Griffin also got into deep water when he attempted - amateurishly and rather rashly, it has to be said - to address the issue of homosexuality. Yet again he was howled down. Bonnie Greer said afterwards that he was shaking like a leaf throughout. You might say he deserved it - he probably did.
 
But that's not the point, is it? He may deserve this treatment, but we don't.
 
We have a right to expect that our publicly funded broadcaster will try to present us with the facts in a rational manner. We have a right to expect that prominent politicians like Straw and Huhne will demonstrate to us why their policies are right and the BNP's are wrong. We have a right to expect that an experienced and influential broadcaster and commentator like Dimbleby will manage the programme in such a way that we are able to make up our own minds about what to think, not to be bludgeoned by a baying mob.
 
Because, frankly, this is too important a matter to be decided by the liberal left and their mock outrage. Sooner or later we, the voters, are going to have to make up our own minds. The BNP has already achieved some small electoral success, and the public humiliation of their leader isn't going to stop them. If anything, last night's débacle will make them stronger.
 
You see, in so far as the BNP can be said to have any policies, they are our policies.

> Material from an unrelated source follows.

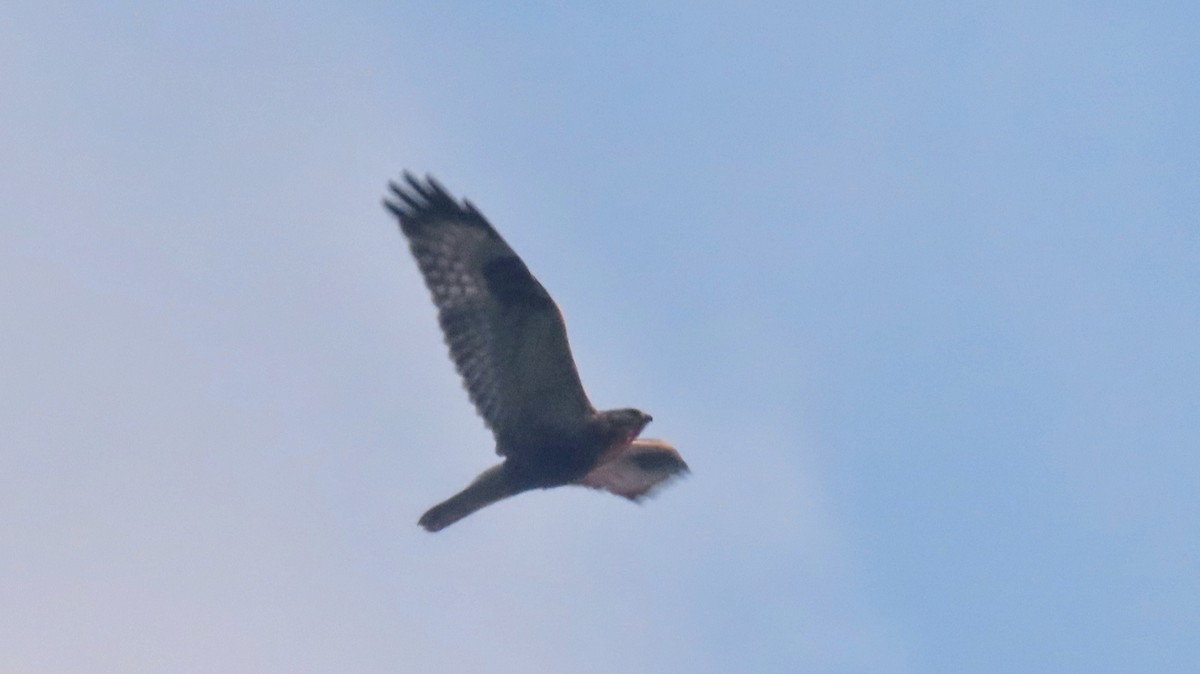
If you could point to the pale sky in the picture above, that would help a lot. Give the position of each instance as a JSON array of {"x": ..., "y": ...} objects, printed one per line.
[{"x": 915, "y": 289}]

The BNP has had the low, shallow cunning to recognise what the majority of people think, and adapt its own stance to suit.
 
The majority of people in this country are concerned about the bullying tactics of the gay lobby, and about the excessive rights the government have allowed them. Gay adoption is a case in point, and so is the idea that gay issues can be introduced to young children in school. But anyone who raises a dissenting or even questioning voice is immediately plastered with "homophobe" labels. Balanced, rational discussion is something as alien to the left as it is to the far right.
 
The staple diet of the far right in the middle of the twentieth century was their hatred of the Jews. But there's no stomach among white people in this country for anti-Semitism today, so that has quietly dropped out of Nick Griffin's ideology. On the other hand, the majority of the people in this country are very worried about uncontrolled immigration - and whatever the government says, we all know that it is uncontrolled. We learned only this week that they haven't the faintest idea where 40,000 illegal immigrants are. They just "assume" that they've all gone home. Yes, that's really likely.
 
The majority of people are dismayed by the massive increase in our population and the predicted increase over the next few years - and being dismayed about it doesn't mean that they are racist, it just means that they realise who it is that will have to foot the bill, who it is that will pay for the schools that need to be built, the already overstretched NHS facilities that will have to be expanded, the extra teachers, the extra doctors and nurses, the extra welfare payments.
 
That's not racist. It's good financial sense, and ALL political parties should be seen to have robust and sensible policies to deal with it. At the moment, only the BNP is offering policies that are easy to understand. They're absurd, but they coincide with the fears of the man in the street, and no amount of left-wing posturing can alter that. Unless the main parties can offer an appealing alternative, it's inevitable that the BNP will continue to prosper.
 
But that's a bit too hard for our left-leaning institutions to manage, isn't it? They'd rather take refuge in spite and invective, and even though they're directed at someone who almost certainly deserves both, they are no proper, civilised alternative to effective political debate. If there had been an effective political debate, the man would have been shown for the light-weight opportunist he is.
 
But there wasn't, and it's our notion of democracy that suffered.